Dear Francis,

I was thinking exactly the same angle already posted by Larry, so let me just comment on your question:

"And at what size level does a meteorite cease to be of interest?"

by offering the opinion:
At the level it ceases to contain any information attributable to meteoroids, meteorites or their parent bodies. Since this will change with time and technology, the question may be time and resource dependent. However, your inquiry about whether any of these particles have been analyzed (or imo, capable of being analyzed at present), stands.

It would seem to me, that a very good project for schools would be to organize a collection protocol for educators in the style of the superb International Monarch Butterfly tagging program (or also like SETI on home computers), to collect large amounts of this material, set up a factorial experimental design to test certain hypothesis and bulk sample differences, by appropriately submitting these for testing.

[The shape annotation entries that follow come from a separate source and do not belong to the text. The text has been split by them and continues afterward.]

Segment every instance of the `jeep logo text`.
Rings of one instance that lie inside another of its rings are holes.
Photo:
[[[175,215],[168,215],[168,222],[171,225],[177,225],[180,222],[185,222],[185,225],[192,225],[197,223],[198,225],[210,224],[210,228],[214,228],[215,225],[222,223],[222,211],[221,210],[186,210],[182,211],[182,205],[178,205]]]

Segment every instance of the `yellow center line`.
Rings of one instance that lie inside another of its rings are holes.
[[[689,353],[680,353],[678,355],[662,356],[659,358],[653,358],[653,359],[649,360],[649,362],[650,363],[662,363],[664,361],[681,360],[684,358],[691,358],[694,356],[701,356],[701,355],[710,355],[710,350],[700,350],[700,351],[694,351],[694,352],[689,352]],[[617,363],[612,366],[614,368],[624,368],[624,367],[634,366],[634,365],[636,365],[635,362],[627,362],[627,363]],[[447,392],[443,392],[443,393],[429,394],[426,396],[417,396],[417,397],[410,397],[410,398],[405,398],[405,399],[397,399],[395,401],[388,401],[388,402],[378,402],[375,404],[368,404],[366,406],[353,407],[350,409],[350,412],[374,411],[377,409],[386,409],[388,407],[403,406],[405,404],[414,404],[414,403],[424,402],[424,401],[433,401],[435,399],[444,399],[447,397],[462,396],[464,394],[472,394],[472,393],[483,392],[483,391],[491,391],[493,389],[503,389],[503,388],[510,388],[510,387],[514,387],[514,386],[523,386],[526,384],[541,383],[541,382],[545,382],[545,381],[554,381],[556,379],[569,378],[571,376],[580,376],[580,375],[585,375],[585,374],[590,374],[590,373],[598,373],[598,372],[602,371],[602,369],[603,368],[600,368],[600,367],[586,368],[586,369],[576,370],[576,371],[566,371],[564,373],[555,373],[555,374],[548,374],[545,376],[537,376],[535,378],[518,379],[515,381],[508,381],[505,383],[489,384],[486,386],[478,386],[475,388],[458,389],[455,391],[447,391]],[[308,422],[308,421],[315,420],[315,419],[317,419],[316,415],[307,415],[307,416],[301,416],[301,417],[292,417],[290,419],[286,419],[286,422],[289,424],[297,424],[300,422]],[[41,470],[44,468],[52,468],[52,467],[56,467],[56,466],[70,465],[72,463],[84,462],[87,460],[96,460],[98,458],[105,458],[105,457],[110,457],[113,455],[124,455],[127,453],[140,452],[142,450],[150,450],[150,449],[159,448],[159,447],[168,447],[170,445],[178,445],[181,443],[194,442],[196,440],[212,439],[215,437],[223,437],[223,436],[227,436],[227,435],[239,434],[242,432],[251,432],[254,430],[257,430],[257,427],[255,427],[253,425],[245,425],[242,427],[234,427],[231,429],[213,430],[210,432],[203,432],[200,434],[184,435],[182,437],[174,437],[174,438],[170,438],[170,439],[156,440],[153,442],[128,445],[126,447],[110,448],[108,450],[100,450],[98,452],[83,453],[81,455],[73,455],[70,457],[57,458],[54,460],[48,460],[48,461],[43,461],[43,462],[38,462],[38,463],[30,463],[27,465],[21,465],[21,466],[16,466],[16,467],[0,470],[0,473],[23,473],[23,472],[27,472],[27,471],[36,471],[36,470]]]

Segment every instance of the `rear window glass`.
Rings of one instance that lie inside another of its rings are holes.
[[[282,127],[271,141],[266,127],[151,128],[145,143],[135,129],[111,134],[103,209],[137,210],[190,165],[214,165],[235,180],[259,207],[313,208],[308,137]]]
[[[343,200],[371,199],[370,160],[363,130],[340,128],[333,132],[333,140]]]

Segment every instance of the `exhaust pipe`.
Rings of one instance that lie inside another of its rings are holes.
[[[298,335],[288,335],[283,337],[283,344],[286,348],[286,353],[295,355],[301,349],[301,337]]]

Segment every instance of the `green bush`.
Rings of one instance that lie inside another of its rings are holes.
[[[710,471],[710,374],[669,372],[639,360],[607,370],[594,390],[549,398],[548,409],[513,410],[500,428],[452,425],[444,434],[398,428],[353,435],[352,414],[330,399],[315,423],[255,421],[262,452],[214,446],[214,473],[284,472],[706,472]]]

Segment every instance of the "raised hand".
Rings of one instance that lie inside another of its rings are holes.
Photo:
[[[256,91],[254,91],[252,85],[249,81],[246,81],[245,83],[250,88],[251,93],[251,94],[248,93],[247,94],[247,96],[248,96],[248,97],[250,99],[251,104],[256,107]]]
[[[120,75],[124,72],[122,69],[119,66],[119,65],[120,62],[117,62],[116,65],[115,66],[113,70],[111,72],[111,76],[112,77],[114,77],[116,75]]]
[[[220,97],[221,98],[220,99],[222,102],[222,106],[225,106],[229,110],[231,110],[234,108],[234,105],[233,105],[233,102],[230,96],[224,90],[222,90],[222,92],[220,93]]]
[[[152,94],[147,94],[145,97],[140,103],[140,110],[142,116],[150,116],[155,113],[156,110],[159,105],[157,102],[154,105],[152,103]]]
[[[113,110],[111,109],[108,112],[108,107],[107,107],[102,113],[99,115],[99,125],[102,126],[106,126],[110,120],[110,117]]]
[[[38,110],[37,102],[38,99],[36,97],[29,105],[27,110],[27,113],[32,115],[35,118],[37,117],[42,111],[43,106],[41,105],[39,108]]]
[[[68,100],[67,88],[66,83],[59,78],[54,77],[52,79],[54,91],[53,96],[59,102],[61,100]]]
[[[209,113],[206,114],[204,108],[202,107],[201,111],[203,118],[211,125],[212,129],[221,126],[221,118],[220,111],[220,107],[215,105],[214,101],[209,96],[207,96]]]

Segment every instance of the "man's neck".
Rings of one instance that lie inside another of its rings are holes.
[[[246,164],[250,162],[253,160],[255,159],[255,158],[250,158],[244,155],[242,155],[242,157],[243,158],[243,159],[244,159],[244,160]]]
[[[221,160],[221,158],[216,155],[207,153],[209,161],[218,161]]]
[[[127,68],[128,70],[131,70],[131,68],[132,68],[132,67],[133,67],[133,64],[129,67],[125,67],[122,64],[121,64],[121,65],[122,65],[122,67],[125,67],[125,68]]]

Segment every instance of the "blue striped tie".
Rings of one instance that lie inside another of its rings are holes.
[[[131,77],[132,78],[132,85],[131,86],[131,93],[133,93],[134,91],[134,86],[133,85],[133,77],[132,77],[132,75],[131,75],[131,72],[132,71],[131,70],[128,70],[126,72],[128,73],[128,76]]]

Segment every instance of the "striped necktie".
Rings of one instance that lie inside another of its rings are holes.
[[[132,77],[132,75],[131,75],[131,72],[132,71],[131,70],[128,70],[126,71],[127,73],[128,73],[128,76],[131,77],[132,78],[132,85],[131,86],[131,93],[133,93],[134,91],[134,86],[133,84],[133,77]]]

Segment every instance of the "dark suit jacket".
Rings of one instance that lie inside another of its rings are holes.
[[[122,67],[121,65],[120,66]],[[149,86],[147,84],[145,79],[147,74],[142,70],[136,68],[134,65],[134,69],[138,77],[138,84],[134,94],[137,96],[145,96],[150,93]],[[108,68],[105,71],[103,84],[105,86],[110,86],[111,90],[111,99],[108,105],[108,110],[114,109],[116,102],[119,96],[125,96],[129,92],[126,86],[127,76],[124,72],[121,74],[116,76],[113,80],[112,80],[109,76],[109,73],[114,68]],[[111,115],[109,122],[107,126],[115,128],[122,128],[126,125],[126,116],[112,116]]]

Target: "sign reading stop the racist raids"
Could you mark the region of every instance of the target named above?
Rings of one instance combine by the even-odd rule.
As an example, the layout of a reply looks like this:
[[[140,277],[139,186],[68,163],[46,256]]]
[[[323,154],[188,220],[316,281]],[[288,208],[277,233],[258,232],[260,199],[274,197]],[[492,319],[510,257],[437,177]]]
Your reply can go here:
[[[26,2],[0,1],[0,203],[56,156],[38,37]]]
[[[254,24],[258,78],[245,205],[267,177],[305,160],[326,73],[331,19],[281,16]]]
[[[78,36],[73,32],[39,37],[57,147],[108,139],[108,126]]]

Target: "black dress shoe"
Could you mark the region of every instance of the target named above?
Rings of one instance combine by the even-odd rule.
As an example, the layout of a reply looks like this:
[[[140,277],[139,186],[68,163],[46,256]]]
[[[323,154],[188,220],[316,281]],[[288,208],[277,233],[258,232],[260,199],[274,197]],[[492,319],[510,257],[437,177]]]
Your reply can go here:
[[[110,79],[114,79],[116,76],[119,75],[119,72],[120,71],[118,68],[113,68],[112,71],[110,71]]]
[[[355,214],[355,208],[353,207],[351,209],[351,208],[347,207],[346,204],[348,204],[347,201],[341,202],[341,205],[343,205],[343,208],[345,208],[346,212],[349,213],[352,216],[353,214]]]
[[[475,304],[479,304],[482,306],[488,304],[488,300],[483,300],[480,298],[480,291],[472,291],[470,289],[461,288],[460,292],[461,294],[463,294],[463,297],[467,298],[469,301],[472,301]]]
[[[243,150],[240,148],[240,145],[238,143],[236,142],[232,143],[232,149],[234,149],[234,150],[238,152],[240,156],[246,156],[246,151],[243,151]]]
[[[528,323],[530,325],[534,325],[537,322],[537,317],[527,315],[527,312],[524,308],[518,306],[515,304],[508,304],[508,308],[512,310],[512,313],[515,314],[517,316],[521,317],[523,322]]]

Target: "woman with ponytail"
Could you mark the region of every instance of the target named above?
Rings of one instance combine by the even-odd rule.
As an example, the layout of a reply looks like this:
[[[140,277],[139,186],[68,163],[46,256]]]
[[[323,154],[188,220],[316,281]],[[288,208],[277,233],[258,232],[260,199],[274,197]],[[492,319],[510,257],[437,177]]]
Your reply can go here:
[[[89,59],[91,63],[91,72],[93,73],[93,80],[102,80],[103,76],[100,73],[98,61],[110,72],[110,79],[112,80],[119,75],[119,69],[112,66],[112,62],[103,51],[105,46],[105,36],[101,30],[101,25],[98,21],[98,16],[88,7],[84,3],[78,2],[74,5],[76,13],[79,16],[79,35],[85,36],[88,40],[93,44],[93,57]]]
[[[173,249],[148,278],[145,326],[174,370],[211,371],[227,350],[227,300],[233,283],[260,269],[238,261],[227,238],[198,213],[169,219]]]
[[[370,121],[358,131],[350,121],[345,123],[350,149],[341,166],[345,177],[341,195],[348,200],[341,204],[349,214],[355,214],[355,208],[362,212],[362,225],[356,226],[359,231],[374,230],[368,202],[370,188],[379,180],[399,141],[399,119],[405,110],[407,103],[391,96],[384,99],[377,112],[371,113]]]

I would imagine that this is an experiment that neither the ESA nor NASA have the resources nor mandate to do, yet could lead to profound insight on the nature of cometary particles on Earth and make a very good contribution to science by enthusiastic young scientsits to be. Or I darkly suspect, more likely an application of the scientific method to disprove a popularly held theory theory regarding most of the materials recovered in this way - either way, a great exercise for teaching meteorites and science in general with a problem, methodology, and a participative attitude.

Surely there is some work on this out there, but sample size and scope restrictions make this an ideal educator's project looking only for someone like you to organize. Just need a partner in the scientific community willing to lead in the intrumental analyses and sample preparation.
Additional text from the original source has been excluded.